Bikini briefs or simply bikini in context are a style of brief with narrow material at the sides, reminiscent of a bikini, designed for either men or women.
Men's briefs often have a fly—a covered opening on the front of the garment which allows for convenience in urinating. There are several different fly designs in common use, including the standard vertical fly, the horizontal fly, the Y-front fly, and others. The use of a fly is optional, and many styles do not include them. Briefs without a fly-opening are often referred to as "slips" or "slip-briefs", a term that also sees use in non-English speaking European countries.
Unlike boxer shorts, briefs hold the wearer's genitals in a relatively fixed position, which make briefs a popular underwear choice for men who are participating in athletic activities or who prefer more support than loose-fitting underwear can provide. In addition, boxers and boxer briefs may ride up the body uncomfortably when the wearer is running or wearing form-fitting attire. There are different names for variations of the brief depending on the height of the brief at the sides, with names including low-rise, mid-rise, full-rise, sport, active, and bikini. Some briefs have the cut all the way to the waistband on the side, called a tanga.

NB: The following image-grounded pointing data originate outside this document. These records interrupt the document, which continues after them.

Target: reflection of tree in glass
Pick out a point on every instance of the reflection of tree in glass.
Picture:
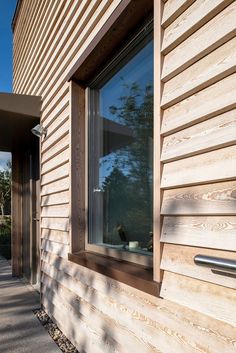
(128, 188)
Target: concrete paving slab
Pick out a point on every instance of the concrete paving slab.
(20, 330)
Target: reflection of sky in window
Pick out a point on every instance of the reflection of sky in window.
(138, 70)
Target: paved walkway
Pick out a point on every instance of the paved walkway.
(20, 330)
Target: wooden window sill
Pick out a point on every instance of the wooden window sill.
(134, 275)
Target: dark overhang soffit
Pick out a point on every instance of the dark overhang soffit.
(18, 115)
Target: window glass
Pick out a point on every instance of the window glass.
(121, 154)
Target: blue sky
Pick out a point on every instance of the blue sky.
(7, 8)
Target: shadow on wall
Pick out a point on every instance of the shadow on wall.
(96, 311)
(5, 236)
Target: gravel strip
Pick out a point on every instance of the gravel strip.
(63, 343)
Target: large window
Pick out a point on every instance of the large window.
(120, 153)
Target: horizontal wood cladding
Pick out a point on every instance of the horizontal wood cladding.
(211, 134)
(55, 187)
(56, 248)
(211, 299)
(193, 18)
(173, 9)
(55, 211)
(180, 259)
(217, 232)
(55, 223)
(210, 36)
(56, 148)
(211, 68)
(209, 199)
(207, 103)
(61, 158)
(56, 174)
(56, 236)
(51, 141)
(55, 199)
(209, 167)
(171, 327)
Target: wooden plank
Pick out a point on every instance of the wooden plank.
(58, 249)
(57, 186)
(216, 232)
(210, 36)
(56, 148)
(207, 298)
(55, 174)
(66, 321)
(119, 336)
(56, 103)
(56, 236)
(169, 321)
(173, 9)
(55, 199)
(58, 59)
(209, 167)
(61, 32)
(78, 166)
(203, 105)
(209, 199)
(56, 136)
(210, 69)
(180, 259)
(157, 196)
(56, 223)
(206, 136)
(200, 12)
(60, 211)
(46, 18)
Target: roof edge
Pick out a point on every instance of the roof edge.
(15, 16)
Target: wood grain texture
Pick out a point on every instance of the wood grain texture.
(205, 104)
(210, 69)
(210, 36)
(207, 298)
(180, 259)
(62, 158)
(154, 319)
(55, 174)
(211, 134)
(55, 223)
(55, 248)
(173, 9)
(199, 13)
(56, 236)
(50, 141)
(56, 148)
(209, 199)
(216, 232)
(209, 167)
(55, 187)
(55, 199)
(56, 211)
(157, 167)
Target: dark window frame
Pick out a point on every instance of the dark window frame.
(139, 276)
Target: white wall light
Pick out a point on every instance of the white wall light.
(39, 131)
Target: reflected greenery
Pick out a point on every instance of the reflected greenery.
(127, 200)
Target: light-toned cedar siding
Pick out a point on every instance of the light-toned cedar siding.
(199, 155)
(97, 313)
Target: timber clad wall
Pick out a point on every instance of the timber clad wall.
(198, 312)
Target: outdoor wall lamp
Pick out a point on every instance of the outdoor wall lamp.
(39, 131)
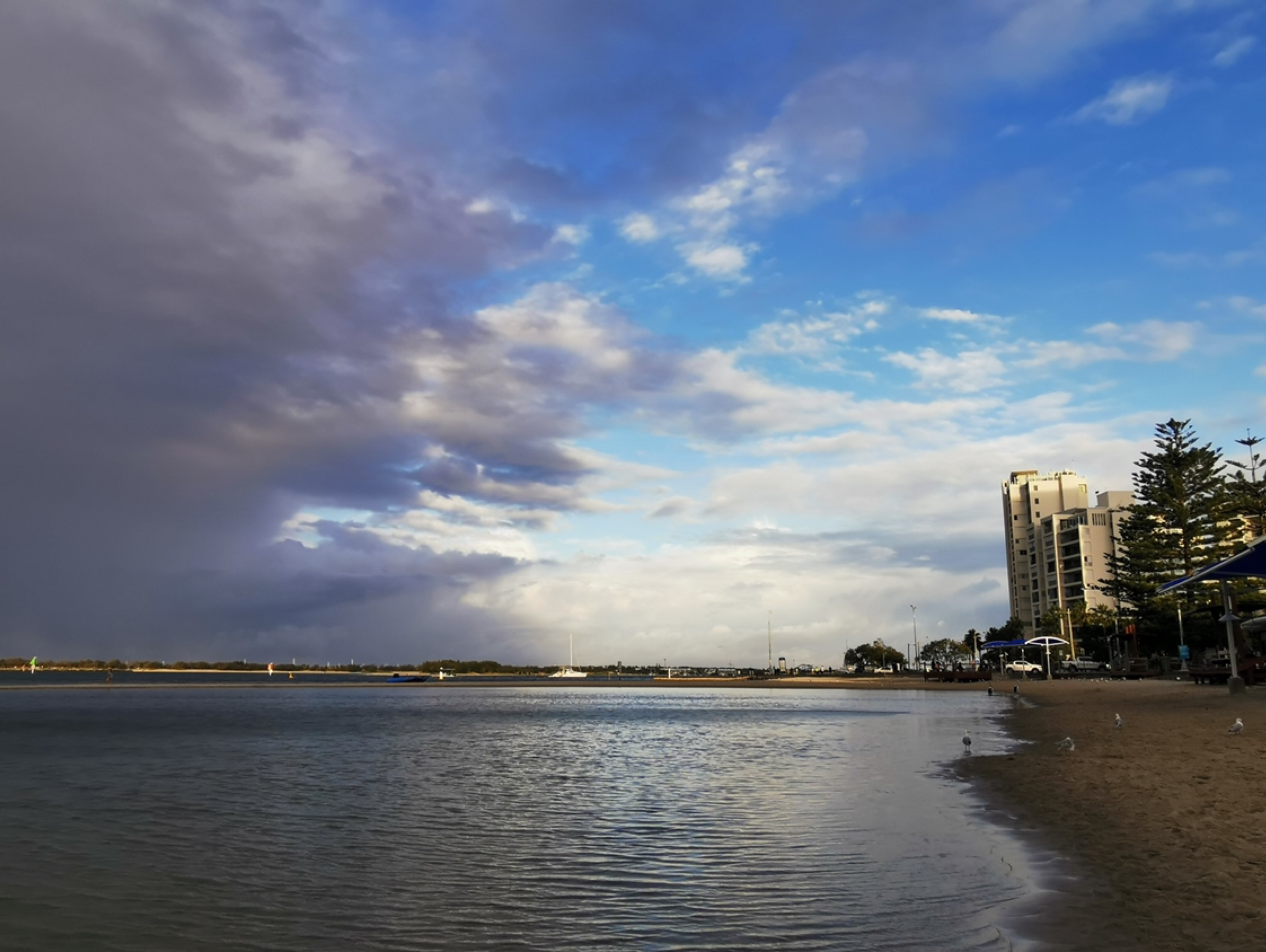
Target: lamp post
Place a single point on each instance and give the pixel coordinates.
(1184, 672)
(1235, 684)
(769, 628)
(915, 625)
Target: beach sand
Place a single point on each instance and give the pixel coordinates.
(1165, 820)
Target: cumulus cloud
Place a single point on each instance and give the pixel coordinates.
(719, 261)
(1235, 51)
(1150, 340)
(817, 336)
(640, 228)
(1249, 306)
(1128, 102)
(965, 373)
(955, 316)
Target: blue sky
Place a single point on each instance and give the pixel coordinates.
(408, 331)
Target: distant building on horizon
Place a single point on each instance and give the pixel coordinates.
(1057, 545)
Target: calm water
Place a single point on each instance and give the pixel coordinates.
(459, 818)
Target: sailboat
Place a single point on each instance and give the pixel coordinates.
(570, 672)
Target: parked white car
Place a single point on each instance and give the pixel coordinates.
(1022, 668)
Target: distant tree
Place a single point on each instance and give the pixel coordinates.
(971, 641)
(1248, 488)
(877, 655)
(1177, 525)
(946, 652)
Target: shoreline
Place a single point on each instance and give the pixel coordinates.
(279, 682)
(1152, 837)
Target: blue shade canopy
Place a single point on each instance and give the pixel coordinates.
(1245, 565)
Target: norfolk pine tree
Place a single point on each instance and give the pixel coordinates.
(1177, 526)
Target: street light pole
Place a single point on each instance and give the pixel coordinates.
(1235, 684)
(915, 625)
(1183, 651)
(769, 628)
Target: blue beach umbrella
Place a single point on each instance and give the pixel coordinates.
(1250, 564)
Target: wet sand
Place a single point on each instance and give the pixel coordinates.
(1164, 821)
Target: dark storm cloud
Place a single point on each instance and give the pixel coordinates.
(194, 340)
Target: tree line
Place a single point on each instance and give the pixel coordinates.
(1193, 507)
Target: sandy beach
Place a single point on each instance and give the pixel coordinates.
(1165, 818)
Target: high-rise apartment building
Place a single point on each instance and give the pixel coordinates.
(1057, 545)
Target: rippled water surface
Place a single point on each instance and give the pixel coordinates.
(454, 818)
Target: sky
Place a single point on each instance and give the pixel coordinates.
(403, 331)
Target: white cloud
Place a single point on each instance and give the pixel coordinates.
(965, 373)
(816, 336)
(1130, 100)
(1249, 306)
(725, 262)
(571, 235)
(640, 228)
(1068, 354)
(1150, 340)
(955, 316)
(1231, 54)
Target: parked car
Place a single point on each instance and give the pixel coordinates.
(1083, 664)
(1022, 668)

Briefs also refers to a style of women's and girls' panties that is typically cut with a high waist to provide full coverage of the hips and buttocks. A control brief is a kind of high-waisted panty girdle. French-cut or high-cut briefs expose more of the front part of the thigh, while boy briefs have short legs, similar to men's trunk briefs, often combined with a lower waist. Full briefs cover the woman's upper-thighs, with some styles covering up to the navel. Midi briefs are a hybrid between boyshorts and a full brief, sitting on the woman's hips while providing full-coverage. Brazilian-style women's briefs, usually made of modal-fabric, have high-cut legs and sit low across the hips. The back is wider than a thong, but often smaller than other women's brief styles, making Brazilian briefs an ideal choice for women to avoid showing a visible panty line without having to wear a thong.

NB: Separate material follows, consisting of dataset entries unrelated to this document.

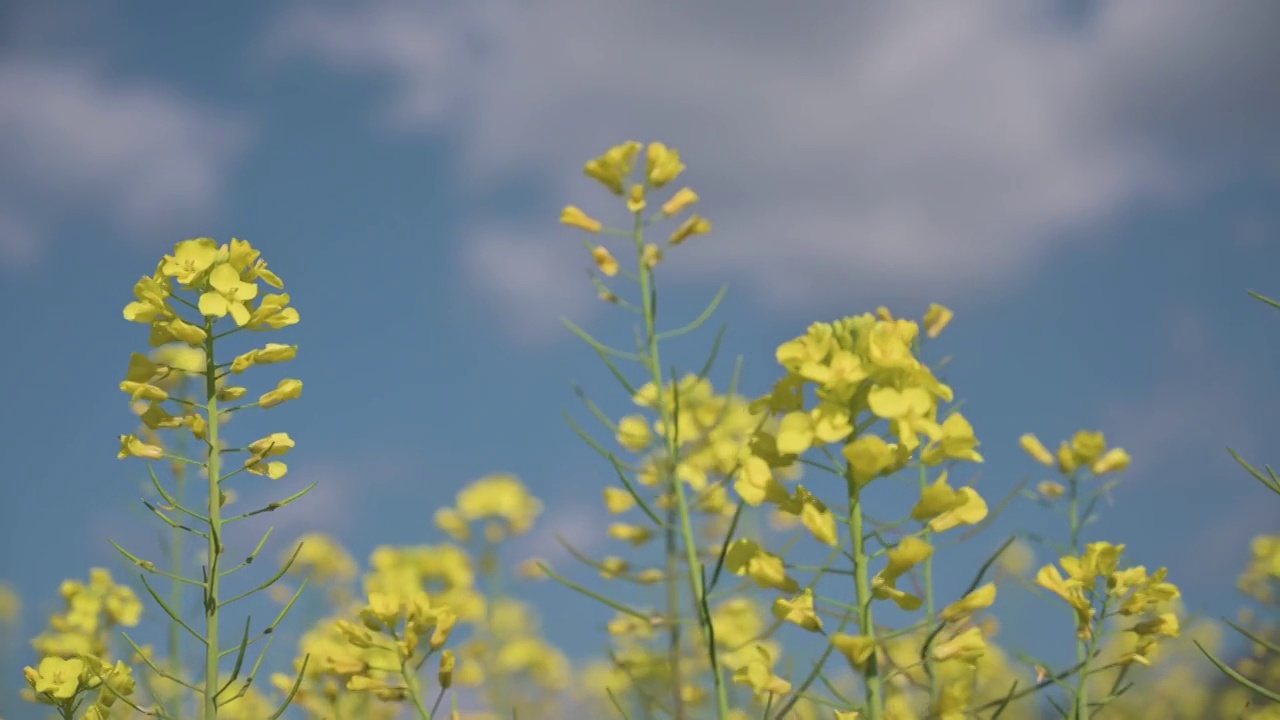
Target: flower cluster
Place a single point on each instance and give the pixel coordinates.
(76, 656)
(224, 282)
(1128, 591)
(613, 171)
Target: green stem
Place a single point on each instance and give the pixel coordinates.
(863, 586)
(929, 609)
(672, 554)
(213, 651)
(649, 296)
(1080, 706)
(176, 556)
(414, 693)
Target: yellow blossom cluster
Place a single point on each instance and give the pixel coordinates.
(613, 171)
(1129, 592)
(224, 281)
(502, 501)
(76, 650)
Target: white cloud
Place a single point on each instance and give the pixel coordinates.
(951, 147)
(80, 142)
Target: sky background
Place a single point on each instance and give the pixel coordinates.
(1091, 187)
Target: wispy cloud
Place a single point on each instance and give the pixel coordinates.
(80, 141)
(886, 147)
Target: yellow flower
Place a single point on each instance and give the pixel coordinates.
(604, 260)
(650, 256)
(868, 456)
(228, 294)
(286, 390)
(1050, 490)
(259, 272)
(612, 168)
(272, 352)
(575, 217)
(662, 164)
(936, 319)
(967, 647)
(56, 678)
(799, 611)
(447, 664)
(618, 500)
(635, 199)
(142, 391)
(758, 674)
(682, 199)
(272, 446)
(958, 442)
(1088, 446)
(855, 648)
(634, 534)
(634, 433)
(695, 224)
(1036, 449)
(176, 329)
(191, 258)
(273, 311)
(151, 301)
(133, 447)
(746, 557)
(978, 600)
(970, 509)
(499, 496)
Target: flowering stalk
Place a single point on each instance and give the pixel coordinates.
(213, 574)
(667, 413)
(872, 682)
(1080, 706)
(225, 281)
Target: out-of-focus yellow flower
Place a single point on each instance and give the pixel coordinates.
(680, 201)
(694, 226)
(936, 319)
(1036, 449)
(228, 294)
(612, 168)
(190, 260)
(662, 164)
(575, 217)
(286, 390)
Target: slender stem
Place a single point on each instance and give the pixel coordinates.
(215, 531)
(649, 296)
(1080, 706)
(863, 586)
(176, 557)
(672, 554)
(929, 609)
(414, 692)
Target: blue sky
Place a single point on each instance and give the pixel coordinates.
(1092, 188)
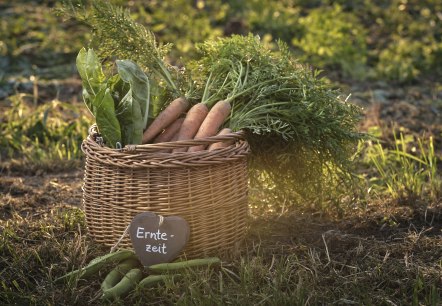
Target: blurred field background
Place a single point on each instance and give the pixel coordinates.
(374, 238)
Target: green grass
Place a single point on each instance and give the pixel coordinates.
(44, 136)
(333, 267)
(406, 171)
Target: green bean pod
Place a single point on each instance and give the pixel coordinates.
(123, 287)
(96, 264)
(152, 280)
(118, 273)
(168, 267)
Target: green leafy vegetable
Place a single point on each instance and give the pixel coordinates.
(119, 103)
(133, 109)
(97, 96)
(106, 118)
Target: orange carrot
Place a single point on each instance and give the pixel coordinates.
(194, 118)
(221, 144)
(169, 132)
(165, 118)
(210, 126)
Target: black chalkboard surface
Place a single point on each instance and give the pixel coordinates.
(158, 239)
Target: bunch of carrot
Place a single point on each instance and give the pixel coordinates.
(199, 122)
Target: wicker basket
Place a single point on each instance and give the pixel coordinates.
(207, 188)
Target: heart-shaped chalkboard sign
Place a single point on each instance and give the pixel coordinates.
(158, 239)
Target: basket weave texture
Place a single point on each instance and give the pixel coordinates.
(206, 188)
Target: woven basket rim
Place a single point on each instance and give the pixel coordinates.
(154, 155)
(155, 147)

Briefs is also the name given to costumed outerwear worn by female dancers and athletes in sports such as cheerleading, figure skating, and tennis. These briefs are typically worn under a short skirt; they may be attached to the skirt or dress body, or a separate garment ("cheer briefs").
Possible effect on male fertility
Research on the effect of men wearing tight underpants, like briefs, on male fertility is inconclusive. Briefs, boxer briefs, etc., have been blamed for negatively affecting sperm production, since they may interfere with cooling of the testes. However, not all research has come to the same conclusion. A study in the October 1998 Journal of Urology, for example, concluded that underpant type is unlikely to have a significant effect on male fertility.